RDConnect_RNASeq
October 4, 2018 ยท View on GitHub
Step 1 : Alignment
From fastq files for paired end files will run
- STAR 2.5.3a to generate alignment to genome and transcriptome
- RSEM 1.3.0 to quantify gene and isoform usage
It requires to have previously generated STAR indexes apt for the task. Same goes for RSEM indexes. Both folders are to be added as input for the call We require also that the reference fasta file is processed as by GATK requirements (with samtools faidx and Picard)
sh rd_connect_align.sh \
-A f1.fq.gz \
-B f2.fq.gz \
-n CPUS \
-m gigabyte memory \
-j RSEM_indexes_folder \
-i sampleID \
-s STAR_indexes_folder \
-r reference_fasta_file \
-t tmp_folder \
-o results_folder
Step 2: Variant Calling
-This step starts from the aligned bam file to the genome and produces:
- Requires:
- GATK 3.6.0
- Picard 2.18.2
- Tabix 0.2.5
- One processed bam file (with adjusted scores, duplicate removed,
etc.) - One gVCF file with all variants and non variant sites
- One VCF file with all filtered variants [these are the variants for RD-Connect site]
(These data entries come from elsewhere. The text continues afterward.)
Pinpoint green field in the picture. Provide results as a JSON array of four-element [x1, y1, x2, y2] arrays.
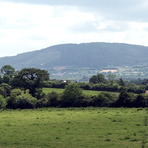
[[43, 88, 119, 95], [0, 108, 148, 148]]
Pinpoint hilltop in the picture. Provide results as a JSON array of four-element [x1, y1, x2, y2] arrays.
[[0, 42, 148, 70]]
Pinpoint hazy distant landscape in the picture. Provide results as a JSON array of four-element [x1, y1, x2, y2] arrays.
[[0, 42, 148, 81]]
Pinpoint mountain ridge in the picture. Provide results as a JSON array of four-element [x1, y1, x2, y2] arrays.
[[0, 42, 148, 70]]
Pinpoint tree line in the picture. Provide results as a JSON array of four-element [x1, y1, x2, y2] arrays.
[[0, 65, 148, 109]]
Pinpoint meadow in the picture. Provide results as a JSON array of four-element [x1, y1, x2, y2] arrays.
[[43, 88, 119, 95], [0, 107, 148, 148]]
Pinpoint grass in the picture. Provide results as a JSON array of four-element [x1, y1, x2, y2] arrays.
[[43, 88, 119, 95], [0, 108, 148, 148]]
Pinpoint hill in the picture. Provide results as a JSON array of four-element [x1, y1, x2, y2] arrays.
[[0, 42, 148, 69]]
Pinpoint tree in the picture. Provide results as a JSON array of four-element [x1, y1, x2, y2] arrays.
[[61, 83, 83, 107], [12, 68, 49, 97], [89, 73, 106, 84], [1, 65, 15, 77], [107, 73, 116, 85]]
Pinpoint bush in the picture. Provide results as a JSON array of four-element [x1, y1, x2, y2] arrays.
[[61, 83, 83, 107], [115, 90, 134, 107], [13, 94, 37, 109], [0, 95, 7, 109], [92, 93, 113, 107], [37, 92, 61, 107]]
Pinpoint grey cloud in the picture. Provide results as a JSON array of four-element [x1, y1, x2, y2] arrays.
[[2, 0, 148, 21]]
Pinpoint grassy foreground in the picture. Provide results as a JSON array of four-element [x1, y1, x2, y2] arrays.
[[0, 108, 148, 148]]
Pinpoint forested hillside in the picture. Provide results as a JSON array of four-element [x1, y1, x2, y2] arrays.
[[0, 43, 148, 69]]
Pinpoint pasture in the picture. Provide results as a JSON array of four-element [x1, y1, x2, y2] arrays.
[[43, 88, 119, 95], [0, 107, 148, 148]]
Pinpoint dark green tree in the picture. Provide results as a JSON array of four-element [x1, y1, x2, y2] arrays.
[[1, 65, 15, 77], [12, 68, 49, 97], [61, 83, 83, 107], [89, 73, 106, 84]]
- It also produces an Allele Specific Report for each variant
Example:
sh rd_connect_rna_call.sh \
-b : my_bam.bam \
-r : reference file \
-s : sample id \
-n : CPUS \
-g : gigabyte memory
Requirements
- GATK 3.6.0
- STAR 2.5.3a
- RSEM 1.3.0
- Picard 2.18.2
- Tabix 0.2.5
Nextflow execution / Docker
Both steps come with nextflow implementation (in Nextflow folder) which allow for full reproducibility, counting with a Docker implementation using publicly available images.